We further investigated the potential target genes of H19 and HULC and the underlying regulatory mechanisms. Previous studies showed that both H19 and HULC are similar to ceRNAs [38] in human embryonic kidney cells and human embryonal carcinoma cells by sponging let-7 and miR-372, respectively [27, 39]. To determine whether H19 and HULC have similar roles in CCA, we focused on the potential functions of the let-7 and miR-372 families in CCA cells (Additional file 1: Figure S4A). We used bio-informational predicting and found the let-7 might target IL-6, one of the most important inflammatory factors in the pathogenesis, growth and migration of CCA [40], and miR-372 and miR-373 might target CXCR4, a chemokine receptor involved in CCA progression and metastasis [41] (Fig. 3a). Subsequently, a dual luciferase reporter system (Additional file 1: Figure S4B) and a western bolt assay (Fig. 3b) in RBE CCA cells had identified the direct regulation of IL-6 and CXCR4 by let-7a/let-7b and miR-372/miR-373, respectively. We also performed miRNA down-regulation experiment by transfecting the miRNA inhibitors into RBE cells under oxidative stress and found that the expression levels of IL-6 and CXCR4 increased significantly (Fig. 3c, d, Additional file 1: Figure S5). These results revealed that the activation of these mRNAs over oxidative stress is miRNA-dependent.

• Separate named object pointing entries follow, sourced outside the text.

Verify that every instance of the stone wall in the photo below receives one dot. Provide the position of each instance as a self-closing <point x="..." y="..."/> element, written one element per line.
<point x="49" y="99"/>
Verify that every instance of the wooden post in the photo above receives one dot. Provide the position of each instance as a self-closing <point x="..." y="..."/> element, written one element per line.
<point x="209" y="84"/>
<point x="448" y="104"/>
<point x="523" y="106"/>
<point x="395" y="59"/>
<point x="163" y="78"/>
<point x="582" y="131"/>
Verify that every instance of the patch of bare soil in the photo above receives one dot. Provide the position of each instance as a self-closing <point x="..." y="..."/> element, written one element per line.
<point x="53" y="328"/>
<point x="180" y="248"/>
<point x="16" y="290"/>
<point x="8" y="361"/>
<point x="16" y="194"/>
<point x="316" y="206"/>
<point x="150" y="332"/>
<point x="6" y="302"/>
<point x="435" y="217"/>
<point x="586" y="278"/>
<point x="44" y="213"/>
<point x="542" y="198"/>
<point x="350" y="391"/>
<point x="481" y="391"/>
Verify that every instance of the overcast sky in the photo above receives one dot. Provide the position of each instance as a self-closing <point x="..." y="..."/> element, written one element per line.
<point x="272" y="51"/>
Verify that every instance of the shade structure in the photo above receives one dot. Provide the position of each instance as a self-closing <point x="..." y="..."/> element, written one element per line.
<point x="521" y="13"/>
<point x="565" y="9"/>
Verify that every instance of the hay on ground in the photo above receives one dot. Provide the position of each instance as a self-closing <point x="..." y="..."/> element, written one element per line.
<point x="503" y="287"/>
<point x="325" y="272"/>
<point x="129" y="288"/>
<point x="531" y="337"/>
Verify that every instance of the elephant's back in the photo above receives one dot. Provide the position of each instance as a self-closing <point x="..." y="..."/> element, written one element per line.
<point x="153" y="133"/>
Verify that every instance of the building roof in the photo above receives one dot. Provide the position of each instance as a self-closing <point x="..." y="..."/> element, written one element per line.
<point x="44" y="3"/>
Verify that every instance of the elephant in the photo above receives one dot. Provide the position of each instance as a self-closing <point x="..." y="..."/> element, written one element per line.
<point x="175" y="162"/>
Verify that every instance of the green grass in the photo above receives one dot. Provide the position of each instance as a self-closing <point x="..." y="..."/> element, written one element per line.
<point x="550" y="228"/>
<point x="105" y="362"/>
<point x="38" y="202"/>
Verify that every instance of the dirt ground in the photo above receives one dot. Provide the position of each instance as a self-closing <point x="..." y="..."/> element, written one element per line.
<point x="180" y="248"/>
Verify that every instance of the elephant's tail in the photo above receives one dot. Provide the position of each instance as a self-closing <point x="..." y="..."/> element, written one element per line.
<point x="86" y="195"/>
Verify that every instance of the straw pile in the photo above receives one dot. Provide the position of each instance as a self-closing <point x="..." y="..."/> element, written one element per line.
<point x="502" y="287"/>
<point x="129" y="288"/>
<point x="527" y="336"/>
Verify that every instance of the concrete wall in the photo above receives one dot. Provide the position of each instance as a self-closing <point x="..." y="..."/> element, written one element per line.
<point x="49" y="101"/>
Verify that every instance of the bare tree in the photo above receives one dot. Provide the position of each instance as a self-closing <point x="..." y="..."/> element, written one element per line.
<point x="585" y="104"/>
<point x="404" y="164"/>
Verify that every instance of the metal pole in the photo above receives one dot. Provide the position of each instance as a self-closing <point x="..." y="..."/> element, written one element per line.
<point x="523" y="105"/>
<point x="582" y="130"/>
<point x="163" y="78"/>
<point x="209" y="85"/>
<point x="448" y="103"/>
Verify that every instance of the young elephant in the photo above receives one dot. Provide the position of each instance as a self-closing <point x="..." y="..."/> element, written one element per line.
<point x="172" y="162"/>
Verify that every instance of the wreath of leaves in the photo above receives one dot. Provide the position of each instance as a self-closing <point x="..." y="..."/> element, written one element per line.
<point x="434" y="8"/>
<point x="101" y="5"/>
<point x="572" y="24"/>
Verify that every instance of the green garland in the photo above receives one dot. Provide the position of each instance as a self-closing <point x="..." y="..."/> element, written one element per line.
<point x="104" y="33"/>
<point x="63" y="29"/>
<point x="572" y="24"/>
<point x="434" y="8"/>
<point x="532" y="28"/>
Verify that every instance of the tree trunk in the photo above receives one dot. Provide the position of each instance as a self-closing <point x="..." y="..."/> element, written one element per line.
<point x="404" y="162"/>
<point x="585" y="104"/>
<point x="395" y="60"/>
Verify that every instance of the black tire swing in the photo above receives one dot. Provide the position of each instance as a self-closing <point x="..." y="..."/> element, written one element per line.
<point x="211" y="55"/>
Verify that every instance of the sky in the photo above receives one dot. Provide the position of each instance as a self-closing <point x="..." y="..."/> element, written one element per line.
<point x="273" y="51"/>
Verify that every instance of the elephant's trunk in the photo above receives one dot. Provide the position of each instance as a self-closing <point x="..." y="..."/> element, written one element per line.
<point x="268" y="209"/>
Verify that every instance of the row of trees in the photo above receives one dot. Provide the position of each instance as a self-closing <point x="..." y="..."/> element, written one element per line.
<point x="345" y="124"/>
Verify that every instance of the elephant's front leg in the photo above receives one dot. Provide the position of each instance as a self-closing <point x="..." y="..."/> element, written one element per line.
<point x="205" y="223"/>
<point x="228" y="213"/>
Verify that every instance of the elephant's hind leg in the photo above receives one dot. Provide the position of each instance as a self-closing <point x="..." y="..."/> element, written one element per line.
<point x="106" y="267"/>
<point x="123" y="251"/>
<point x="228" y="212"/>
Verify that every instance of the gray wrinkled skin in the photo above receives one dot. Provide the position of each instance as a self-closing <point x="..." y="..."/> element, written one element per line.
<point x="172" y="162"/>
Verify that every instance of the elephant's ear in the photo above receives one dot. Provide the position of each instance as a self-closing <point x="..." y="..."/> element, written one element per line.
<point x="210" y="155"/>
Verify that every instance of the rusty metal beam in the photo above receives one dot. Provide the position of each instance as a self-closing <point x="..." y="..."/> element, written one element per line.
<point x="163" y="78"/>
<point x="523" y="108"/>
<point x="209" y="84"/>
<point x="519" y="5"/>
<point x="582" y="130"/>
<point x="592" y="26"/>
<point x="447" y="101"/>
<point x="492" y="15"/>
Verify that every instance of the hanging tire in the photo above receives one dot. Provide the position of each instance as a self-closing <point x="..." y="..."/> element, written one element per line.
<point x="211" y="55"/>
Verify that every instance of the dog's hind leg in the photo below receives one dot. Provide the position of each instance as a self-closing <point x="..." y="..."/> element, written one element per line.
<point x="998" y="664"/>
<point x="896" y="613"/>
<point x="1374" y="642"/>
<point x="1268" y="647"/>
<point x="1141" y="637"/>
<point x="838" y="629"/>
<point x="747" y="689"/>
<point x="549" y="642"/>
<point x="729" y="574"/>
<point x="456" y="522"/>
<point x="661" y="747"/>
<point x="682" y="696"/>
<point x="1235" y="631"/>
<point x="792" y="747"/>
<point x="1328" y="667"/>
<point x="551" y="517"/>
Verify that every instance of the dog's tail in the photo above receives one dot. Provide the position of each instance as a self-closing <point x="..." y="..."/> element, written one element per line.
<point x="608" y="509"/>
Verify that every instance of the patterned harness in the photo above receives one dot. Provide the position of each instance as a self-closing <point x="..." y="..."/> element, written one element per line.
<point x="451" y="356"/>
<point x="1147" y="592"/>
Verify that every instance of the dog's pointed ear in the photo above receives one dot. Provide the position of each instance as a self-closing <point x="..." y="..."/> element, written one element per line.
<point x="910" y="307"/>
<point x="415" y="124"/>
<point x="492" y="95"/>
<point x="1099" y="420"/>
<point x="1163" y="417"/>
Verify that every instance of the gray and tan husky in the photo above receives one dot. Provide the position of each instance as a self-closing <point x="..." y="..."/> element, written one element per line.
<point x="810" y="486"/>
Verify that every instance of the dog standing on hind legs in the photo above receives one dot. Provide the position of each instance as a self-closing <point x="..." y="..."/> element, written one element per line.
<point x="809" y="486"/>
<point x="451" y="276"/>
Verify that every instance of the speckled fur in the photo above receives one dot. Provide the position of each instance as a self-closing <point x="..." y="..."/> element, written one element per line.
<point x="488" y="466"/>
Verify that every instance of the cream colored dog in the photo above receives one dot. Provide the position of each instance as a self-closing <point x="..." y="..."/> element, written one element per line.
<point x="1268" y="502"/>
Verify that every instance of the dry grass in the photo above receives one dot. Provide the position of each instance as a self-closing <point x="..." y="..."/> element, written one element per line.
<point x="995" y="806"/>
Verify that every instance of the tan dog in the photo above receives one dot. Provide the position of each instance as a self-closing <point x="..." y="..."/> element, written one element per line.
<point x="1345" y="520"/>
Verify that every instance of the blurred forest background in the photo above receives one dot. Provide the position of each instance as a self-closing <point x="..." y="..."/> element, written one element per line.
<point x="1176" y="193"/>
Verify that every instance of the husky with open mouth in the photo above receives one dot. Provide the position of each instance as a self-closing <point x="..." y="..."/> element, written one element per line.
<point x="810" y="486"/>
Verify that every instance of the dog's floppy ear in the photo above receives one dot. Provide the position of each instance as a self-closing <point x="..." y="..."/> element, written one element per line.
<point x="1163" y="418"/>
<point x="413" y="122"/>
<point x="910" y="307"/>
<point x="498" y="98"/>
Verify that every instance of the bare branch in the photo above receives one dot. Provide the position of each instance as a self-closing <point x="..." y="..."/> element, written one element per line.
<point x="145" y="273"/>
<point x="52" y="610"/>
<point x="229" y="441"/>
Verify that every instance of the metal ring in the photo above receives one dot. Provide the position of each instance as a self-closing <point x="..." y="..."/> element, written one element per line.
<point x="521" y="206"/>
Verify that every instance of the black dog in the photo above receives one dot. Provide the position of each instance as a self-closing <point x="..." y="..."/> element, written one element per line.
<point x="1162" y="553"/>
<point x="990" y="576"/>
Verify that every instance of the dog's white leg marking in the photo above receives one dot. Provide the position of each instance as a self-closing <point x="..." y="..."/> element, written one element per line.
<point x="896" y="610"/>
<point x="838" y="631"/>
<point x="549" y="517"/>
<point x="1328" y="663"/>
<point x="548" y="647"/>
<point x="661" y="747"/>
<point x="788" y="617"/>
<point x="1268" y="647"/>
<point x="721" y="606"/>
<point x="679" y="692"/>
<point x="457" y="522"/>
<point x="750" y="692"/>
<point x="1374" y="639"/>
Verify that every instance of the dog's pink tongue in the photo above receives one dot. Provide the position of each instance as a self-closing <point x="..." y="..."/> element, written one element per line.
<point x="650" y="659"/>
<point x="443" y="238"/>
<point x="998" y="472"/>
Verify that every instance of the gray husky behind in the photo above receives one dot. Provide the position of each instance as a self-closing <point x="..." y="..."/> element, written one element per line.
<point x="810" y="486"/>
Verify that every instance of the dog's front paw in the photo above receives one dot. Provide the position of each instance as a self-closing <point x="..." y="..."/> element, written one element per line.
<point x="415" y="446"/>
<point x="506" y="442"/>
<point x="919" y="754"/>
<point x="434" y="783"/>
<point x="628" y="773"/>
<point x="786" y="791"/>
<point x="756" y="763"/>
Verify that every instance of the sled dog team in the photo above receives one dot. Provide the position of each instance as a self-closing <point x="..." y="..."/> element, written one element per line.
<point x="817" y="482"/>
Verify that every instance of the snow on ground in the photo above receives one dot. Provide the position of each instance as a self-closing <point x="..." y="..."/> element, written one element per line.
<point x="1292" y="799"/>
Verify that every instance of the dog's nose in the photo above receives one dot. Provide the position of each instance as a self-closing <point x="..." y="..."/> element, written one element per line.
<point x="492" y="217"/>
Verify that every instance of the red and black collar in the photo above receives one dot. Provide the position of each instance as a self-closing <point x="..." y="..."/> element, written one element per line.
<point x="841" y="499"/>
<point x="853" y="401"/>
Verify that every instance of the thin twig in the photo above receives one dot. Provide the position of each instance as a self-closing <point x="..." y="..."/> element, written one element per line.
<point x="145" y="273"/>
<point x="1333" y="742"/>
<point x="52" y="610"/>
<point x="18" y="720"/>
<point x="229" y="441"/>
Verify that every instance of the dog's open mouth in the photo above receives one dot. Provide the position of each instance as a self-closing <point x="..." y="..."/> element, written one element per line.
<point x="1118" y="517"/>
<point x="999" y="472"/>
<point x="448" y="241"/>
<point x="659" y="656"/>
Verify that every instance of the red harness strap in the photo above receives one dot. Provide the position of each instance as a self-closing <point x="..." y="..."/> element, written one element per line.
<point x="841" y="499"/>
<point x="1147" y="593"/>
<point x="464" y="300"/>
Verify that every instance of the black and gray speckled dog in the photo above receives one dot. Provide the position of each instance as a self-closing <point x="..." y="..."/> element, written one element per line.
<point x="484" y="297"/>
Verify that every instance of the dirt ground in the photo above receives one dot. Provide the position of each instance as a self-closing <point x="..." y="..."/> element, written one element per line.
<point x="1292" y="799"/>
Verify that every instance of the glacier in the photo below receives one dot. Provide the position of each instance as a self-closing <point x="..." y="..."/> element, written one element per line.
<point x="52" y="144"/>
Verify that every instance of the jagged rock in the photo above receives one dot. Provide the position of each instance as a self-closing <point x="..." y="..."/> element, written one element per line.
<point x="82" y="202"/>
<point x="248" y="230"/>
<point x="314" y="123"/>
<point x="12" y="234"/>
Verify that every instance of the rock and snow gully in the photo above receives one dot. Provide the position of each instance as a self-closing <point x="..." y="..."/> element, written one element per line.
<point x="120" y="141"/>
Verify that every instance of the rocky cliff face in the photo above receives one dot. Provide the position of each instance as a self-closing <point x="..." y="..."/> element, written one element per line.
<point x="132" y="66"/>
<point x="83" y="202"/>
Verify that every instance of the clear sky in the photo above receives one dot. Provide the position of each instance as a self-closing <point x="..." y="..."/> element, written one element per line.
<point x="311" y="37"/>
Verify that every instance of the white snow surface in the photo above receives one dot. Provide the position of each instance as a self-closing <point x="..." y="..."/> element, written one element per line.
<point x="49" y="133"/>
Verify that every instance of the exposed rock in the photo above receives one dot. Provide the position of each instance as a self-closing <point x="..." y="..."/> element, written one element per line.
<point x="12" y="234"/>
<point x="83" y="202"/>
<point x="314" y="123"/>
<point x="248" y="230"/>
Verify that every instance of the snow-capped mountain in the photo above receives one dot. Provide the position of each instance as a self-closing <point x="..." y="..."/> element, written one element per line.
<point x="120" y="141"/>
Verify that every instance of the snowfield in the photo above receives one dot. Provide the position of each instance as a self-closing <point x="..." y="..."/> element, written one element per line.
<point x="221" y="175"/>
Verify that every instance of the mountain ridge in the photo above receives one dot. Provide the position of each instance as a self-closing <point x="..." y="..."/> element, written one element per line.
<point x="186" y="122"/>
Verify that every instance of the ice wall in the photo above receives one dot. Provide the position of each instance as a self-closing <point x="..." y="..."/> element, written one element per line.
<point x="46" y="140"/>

To further confirm whether H19 and HULC regulate inflammation and CCA pathogenesis through ceRNA patterns, we co-transfected miRNAs, 3′-UTR, and lncRNAs in HEK-293 T and RBE cells. Compared with empty vectors, we found that overexpressed lncRNAs rescued the luciferase activity suppressed by miRNAs (Fig. 3e in RBE cells and 3f in HEK-293 T cells), suggesting that H19 up-regulates IL-6 by suppressing let-7a and let-7b, and HULC up-regulates CXCR4 by suppressing miR-372 and miR-373. Moreover, we further performed a RNA immunoprecipitation (RIP) experiment to investigate the direct binding of H19, HULC to their certain miRNAs. In the assay, the enrichment of miRNAs binding with AGO2, a key component of the microRNA-containing RISC complex, were used as the positive controls and U6 as the negative [42]. The RIP results revealed that H19 and HULC were associated with the AGO2 protein in CAA cells (Fig. 4a, b). Moreover, we detected the AGO2-immunoprecipitated lncRNAs with or without miRNAs that knocked down by inhibitors. The results showed that the enrichment of AGO2-immunoprecipitated H19 and HULC was decreased in the let-7a/7b or miR-372/373 inhibitors transfected into RBE cells (Fig. 4c), indicating that H19 and HULC are directly binding to the certain miRNAs, let-7a/7b, miR-372/373, and function as ceRNA manner in CAA cells. The protein levels were also measured and overexpressed H19 or HULC in RBE cells increased the abundance of IL-6 and CXCR4 proteins, respectively (Fig. 4d, e). Additionally, we further testified that both of their target genes IL-6 and CXCR4 are down-regulated when H19 and HULC are knocked down, respectively, in RBE cells under the oxidative stress condition (Fig. 4f, g). Functional validation also indicated that forced expression of IL-6 and CXCR4 plays a similar role to H19 and HULC in promoting cell migration and invasion in CCA cells (Additional file 1: Figure S6 and S7). These results suggested that H19 and HULC regulate cell migration and invasion by increasing IL-6 and CXCR4 levels through sponging let-7a/let-7b and miR-372/miR-373, respectively.

In conclusion, our results suggest that two inflammation-associated lncRNAs in CCA, H19 and HULC, target inflammatory genes, including IL-6 and CXCR4, using ceRNA methods and primarily regulated cell migration and invasion (Fig. 5). These lncRNAs might serve as key regulators in CCA.